Bericht über Pogrom in Berlin
Am 30. November verfasster Bericht über die Zerstörung der Synagogen und der jüdischen Geschäfte in Berlin und die Ausplünderung von Flüchtlingen an der Grenze zu den Niederlanden:
30. November 1938
Am 9. November nachts 2 Uhr brannte die Synagoge Fasanenstraße, eine halbe Stunde später kam die Nachricht, dass die Synagoge Prinzenstraße brennt. Oberschammes A. wurde schwer misshandelt, er musste barfuß durch die Scherben gehen. Die Synagoge Kottbuserdamm wurde geschont. Ein Schupobeamter verweigerte den Eintritt, Leute von der Straße sammelten sich an, um ihn zu unterstützen, es kam zu einer richtigen Schlacht mit Biergläsern. - Entgegen einem anderen Bericht soll die Synagoge Oranienburgerstraße geschont sein, die Synagoge Münchenerstraße stark angegriffen.

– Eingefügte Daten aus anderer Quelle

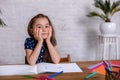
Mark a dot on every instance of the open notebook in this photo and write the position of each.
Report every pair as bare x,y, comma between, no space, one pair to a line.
38,68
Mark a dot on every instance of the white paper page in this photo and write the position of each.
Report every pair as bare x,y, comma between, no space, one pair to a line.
17,70
65,67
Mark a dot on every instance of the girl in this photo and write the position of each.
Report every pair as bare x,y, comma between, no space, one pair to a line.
41,47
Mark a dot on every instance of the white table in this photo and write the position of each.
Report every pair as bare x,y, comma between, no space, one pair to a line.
105,45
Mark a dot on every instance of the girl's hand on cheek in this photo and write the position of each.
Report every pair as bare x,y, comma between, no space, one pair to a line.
49,34
38,34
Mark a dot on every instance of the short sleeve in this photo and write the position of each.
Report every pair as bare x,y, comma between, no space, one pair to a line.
29,43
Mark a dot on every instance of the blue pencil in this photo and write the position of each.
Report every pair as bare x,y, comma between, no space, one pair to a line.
55,74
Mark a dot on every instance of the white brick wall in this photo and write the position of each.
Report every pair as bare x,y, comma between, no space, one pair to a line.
76,34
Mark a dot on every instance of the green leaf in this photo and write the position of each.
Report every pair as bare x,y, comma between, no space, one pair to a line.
95,14
114,6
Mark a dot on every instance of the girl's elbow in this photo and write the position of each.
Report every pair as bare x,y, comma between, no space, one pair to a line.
32,64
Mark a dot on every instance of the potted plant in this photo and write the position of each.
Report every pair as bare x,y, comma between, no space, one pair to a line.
1,21
108,10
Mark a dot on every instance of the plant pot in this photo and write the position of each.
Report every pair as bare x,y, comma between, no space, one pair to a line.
108,28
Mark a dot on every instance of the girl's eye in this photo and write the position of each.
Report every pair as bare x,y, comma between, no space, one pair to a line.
39,26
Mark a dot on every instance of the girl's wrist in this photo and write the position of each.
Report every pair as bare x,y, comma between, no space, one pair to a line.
47,41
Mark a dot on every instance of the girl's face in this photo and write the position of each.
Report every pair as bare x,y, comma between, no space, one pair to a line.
43,25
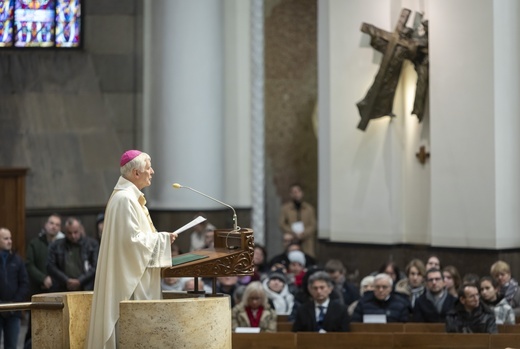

Im Lager Sachsenhausen sind Sträflinge untere Aufsichtsorgane.
Bei der Bewachung des jüdischen Gemeindehauses Berlin entstand ein Kompetenzstreit zwischen Arbeitsfront und Gestapo, Letztere erwies sich als Schutzengel.
Die schon vorliegenden Berichte von Zerstörungen jüdischer Geschäfte werden bestätigt. In der Wilmersdorfer Straße wurden alle Waren auf den Damm geworfen, mit Benzin übergossen und angezündet. Bei N. Israel wurden die Waren auf den Lichthof geworfen. - Die Juden müssen jetzt doppelte Sätze für Gas und Elektrizität zahlen.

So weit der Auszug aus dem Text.